There are issues that can occur when using KINC, ranging from data management to software and hardware configuration. The following sections will attempt to address the most common issues.

General Help and Guidance¶

If this online manual does not provide sufficient help or guidance, or if you encounter bugs or challenges please let us know. Please submit an issue on our `KINC issue tracking<https://github.com/SystemsGenetics/KINC/issues>`_ queue.

Thresholding Large GEMs¶

There are several issues that emerge when applying KINC to large input GEMs. Aside from the large computational cost in the similarity step, the main issue with large GEMs is the thresholding step. The rmt analytic finds a suitable threshold by performing a chi-squared test for each threshold to determine whether the thresholded network is random or non-random. In particular, the chi-squared value should transition from a low value (< 100) to a high value (> 200), and the threshold at which this transition occurs is selected as the final threshold. However, if the similarity matrix contains many edges even at high correlations (> 0.95), it will likely cause the chi-squared value to be too large for this transition to ever occur, and a suitable threshold will not be found.

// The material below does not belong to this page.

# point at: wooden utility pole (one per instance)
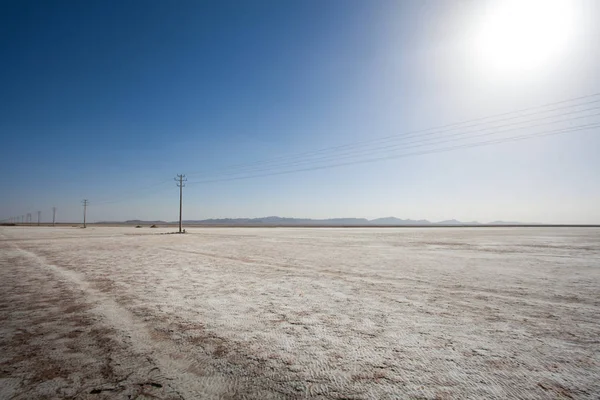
(180, 179)
(85, 204)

There are many approaches to dealing with this issue. In general, the best thing to do first is to visualize some properties of the data: the sample distribution of the GEM (consult the GEMprep tool), the correlation distribution of the similarity matrix (using visualize.py), and pairwise scatter plots of the similarity matrix (using visualize.py). These visualizations can help you to identify irregularities or noise in the data, from which you can decide how to remove them. For example, if the GEM contains many negative-valued expressions that are noisy, you can use the --minexpr option in the similarity analytic to exclude these expressions when computing the pairwise correlations, which may remove many high but meaningless correlations.